4: Pushy people are being unfair to you: If the other person keeps pushing and especially if they become critical toward you, please know that you did nothing wrong and that this person is being disrespectful because they aren’t taking “no” for an answer.
If the person giving the invitation makes you feel bad for saying “no,” this person is being unreasonable. They’re entitled to have their own opinions but they have no right to dictate how you feel, what you want, or how you choose to behave with regard to the pandemic.
5: People-pleasing can be life-threatening: It’s one thing to exhaust yourself by trying to make everyone around you happy but it’s another thing altogether to jeopardize your life – and the life of the people you live with – during a pandemic, in order to avoid upsetting a loved one who’s invited you to a party.
During a global pandemic, people-pleasing can be an incredibly high-risk habit that you should work on breaking ASAP.
As the holiday season progresses, there will be many more opportunities to practice saying “no” to social events. Refusing social invitations is not the most fun thing to do but the risk of attending these larger gatherings is just too high for the reward.
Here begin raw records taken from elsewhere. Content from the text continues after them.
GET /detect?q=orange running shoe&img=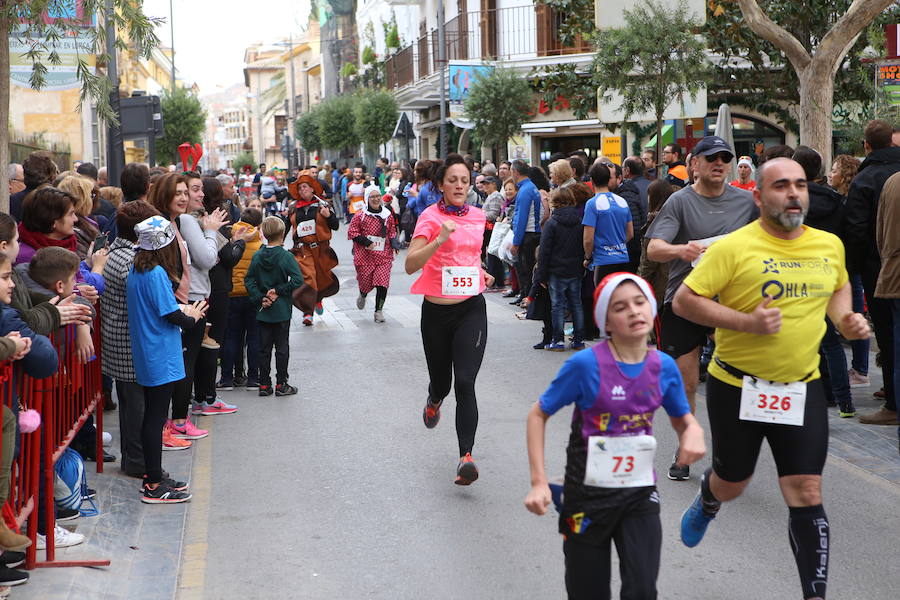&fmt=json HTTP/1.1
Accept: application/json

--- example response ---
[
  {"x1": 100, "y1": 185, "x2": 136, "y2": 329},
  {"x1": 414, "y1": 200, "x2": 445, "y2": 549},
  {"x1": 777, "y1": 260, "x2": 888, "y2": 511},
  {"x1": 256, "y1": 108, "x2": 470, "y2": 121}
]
[
  {"x1": 163, "y1": 427, "x2": 191, "y2": 450},
  {"x1": 422, "y1": 396, "x2": 443, "y2": 429},
  {"x1": 453, "y1": 452, "x2": 478, "y2": 485}
]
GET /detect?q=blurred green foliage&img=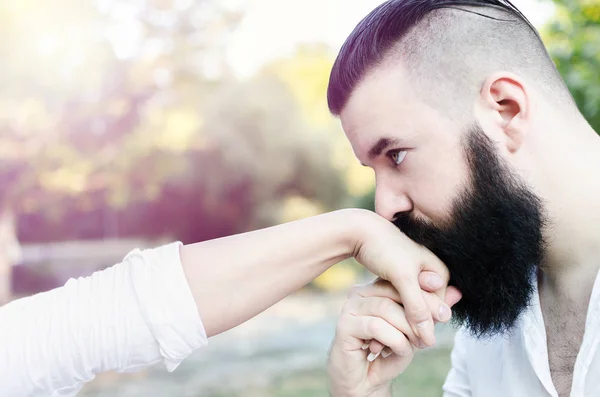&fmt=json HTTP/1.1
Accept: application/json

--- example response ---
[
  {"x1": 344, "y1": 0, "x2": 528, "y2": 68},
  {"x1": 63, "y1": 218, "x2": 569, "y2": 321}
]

There will be plenty more holiday get-togethers in the future but getting sick with Covid right now could be catastrophic.
Lately, in Ontario, we’re seeing that many people who’ve become infected with Covid had recently attended large social gatherings. With the numbers of infected doubling and tripling these days, the risk is that much higher of contracting Covid at such an event.
Because of the ever-growing risk to yourself and your loved ones, saying “no” to a holiday get-together might be the smartest health decision you make this year.